Using FIRST_VALUE to prioritize records in a dataset

20 Oct 2023

When working with datasets, it is often necessary to prioritize or sort records based on certain criteria. In SQL, the FIRST_VALUE function can be used to achieve this. This function allows us to select the first value in an ordered set of records according to a specified sorting order.

Syntax

The syntax for using FIRST_VALUE is as follows:

FIRST_VALUE(expression) OVER (ORDER BY column [ASC|DESC])

expression: The column or expression to retrieve the first value from.
ORDER BY column: The column used for ordering the dataset.
ASC|DESC: Optional keyword to specify the sorting order.

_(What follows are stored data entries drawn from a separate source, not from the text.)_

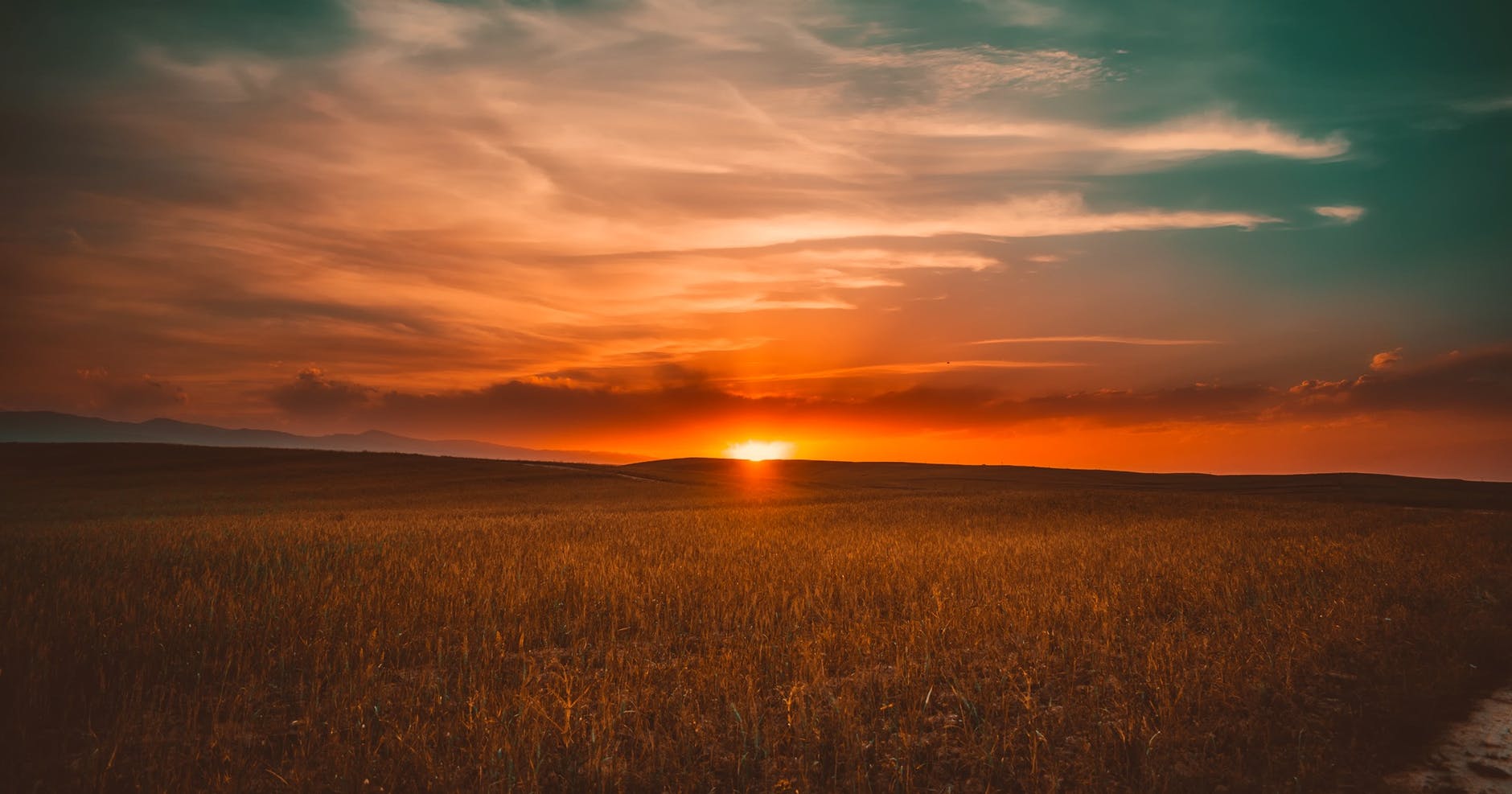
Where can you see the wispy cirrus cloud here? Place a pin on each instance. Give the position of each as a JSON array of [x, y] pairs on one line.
[[467, 194], [1343, 214], [1095, 340]]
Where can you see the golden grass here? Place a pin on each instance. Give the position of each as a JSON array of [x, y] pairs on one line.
[[454, 625]]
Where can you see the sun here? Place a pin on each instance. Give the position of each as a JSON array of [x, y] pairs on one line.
[[754, 450]]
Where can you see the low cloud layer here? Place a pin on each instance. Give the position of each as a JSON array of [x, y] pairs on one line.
[[1476, 383]]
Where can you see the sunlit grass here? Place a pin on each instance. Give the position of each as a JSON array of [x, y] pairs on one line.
[[549, 632]]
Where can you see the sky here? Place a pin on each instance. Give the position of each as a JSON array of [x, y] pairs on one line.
[[1210, 235]]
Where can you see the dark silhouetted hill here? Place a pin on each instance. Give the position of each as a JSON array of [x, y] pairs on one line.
[[49, 427]]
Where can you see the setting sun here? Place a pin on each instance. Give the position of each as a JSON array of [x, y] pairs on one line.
[[759, 450]]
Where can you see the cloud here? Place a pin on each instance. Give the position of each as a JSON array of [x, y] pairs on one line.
[[1386, 360], [312, 393], [1095, 339], [127, 395], [462, 194], [1341, 214], [1473, 383], [1469, 385]]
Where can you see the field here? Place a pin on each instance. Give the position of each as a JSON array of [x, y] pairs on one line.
[[185, 619]]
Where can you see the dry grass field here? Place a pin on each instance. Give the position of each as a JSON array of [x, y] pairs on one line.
[[180, 619]]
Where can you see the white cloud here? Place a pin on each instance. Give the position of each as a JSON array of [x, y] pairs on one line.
[[1343, 214]]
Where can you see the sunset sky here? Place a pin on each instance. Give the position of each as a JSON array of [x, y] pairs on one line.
[[1225, 237]]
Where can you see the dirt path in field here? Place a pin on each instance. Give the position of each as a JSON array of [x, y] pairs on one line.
[[1473, 756]]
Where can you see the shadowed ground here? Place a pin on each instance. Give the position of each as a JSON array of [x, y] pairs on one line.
[[266, 619]]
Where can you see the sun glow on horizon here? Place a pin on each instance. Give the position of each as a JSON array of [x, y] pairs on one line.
[[754, 450]]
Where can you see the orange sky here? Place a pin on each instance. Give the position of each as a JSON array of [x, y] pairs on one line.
[[980, 233]]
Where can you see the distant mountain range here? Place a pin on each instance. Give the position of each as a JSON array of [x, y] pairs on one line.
[[61, 427]]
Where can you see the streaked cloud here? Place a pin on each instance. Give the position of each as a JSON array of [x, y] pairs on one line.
[[424, 212], [1095, 339], [1341, 214]]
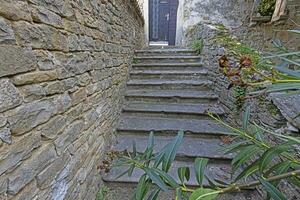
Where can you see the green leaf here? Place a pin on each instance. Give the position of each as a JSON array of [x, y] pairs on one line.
[[183, 173], [178, 194], [268, 156], [251, 169], [246, 117], [167, 178], [272, 191], [278, 167], [200, 164], [154, 194], [244, 155], [204, 194], [130, 171], [171, 151], [134, 151], [295, 180], [156, 179], [294, 31], [141, 189]]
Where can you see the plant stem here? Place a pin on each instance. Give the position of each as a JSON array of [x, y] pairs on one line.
[[256, 183]]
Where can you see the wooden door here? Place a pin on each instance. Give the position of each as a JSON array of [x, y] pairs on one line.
[[162, 20]]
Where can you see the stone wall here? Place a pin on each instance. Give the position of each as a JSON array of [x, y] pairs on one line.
[[235, 15], [63, 67]]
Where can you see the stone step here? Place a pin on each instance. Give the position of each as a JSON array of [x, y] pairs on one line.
[[168, 59], [192, 146], [214, 170], [168, 125], [167, 66], [179, 96], [165, 52], [169, 74], [124, 191], [155, 84], [174, 110]]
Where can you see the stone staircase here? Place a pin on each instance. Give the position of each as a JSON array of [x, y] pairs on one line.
[[169, 91]]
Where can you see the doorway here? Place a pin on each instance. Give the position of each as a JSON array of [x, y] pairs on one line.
[[162, 21]]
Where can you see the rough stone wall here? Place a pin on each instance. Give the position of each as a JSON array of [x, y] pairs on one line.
[[235, 15], [63, 67]]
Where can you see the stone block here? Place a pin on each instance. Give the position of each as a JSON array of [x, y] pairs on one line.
[[13, 154], [42, 15], [28, 116], [32, 92], [40, 36], [45, 60], [15, 60], [46, 178], [7, 35], [5, 135], [62, 8], [62, 103], [34, 77], [9, 95], [72, 132], [78, 96], [25, 173], [15, 10], [73, 64], [53, 128]]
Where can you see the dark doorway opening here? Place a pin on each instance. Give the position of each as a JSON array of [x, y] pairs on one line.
[[163, 21]]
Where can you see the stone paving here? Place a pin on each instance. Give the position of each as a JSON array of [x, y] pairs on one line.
[[169, 91]]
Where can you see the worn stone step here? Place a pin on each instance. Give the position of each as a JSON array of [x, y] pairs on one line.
[[176, 109], [192, 146], [214, 170], [167, 66], [168, 59], [169, 84], [124, 191], [179, 96], [166, 125], [165, 52], [169, 74]]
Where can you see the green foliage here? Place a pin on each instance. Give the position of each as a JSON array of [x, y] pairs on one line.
[[266, 7], [102, 194], [198, 46]]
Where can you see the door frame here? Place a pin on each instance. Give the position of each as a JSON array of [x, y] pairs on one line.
[[146, 8]]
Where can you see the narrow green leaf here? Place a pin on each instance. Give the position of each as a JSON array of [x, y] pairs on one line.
[[295, 180], [204, 194], [183, 173], [167, 178], [140, 190], [156, 179], [246, 117], [131, 168], [294, 31], [134, 151], [244, 155], [178, 194], [171, 151], [278, 167], [251, 169], [122, 174], [200, 164], [154, 194], [272, 191], [268, 156]]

ASC (ascending) is the default.

Example

Let’s consider a table called employees with the following columns: id, name, and salary. We want to prioritize the employees based on their salary and retrieve the highest-paid employee from each department.

Here’s how we can achieve this using the FIRST_VALUE function:

SELECT id, name, salary,
  FIRST_VALUE(name) OVER (PARTITION BY department_id ORDER BY salary DESC) AS highest_paid_employee
FROM employees;

In the above example, we first partition the dataset by the department_id column. This ensures that the highest paid employee is selected for each unique department. Then, we use ORDER BY salary DESC to sort the records in descending order of salary.

The FIRST_VALUE(name) retrieves the name of the highest-paid employee for each partition.

Use Cases

The FIRST_VALUE function can be quite handy in various scenarios, such as:

Identifying the oldest or youngest person in a group.
Determining the first or last transaction made by each customer.
Finding the highest or lowest value within a specific group.

Conclusion

The FIRST_VALUE function in SQL provides a convenient way to prioritize and select records based on specified criteria. It can be a powerful tool for data analysis and decision-making in various scenarios.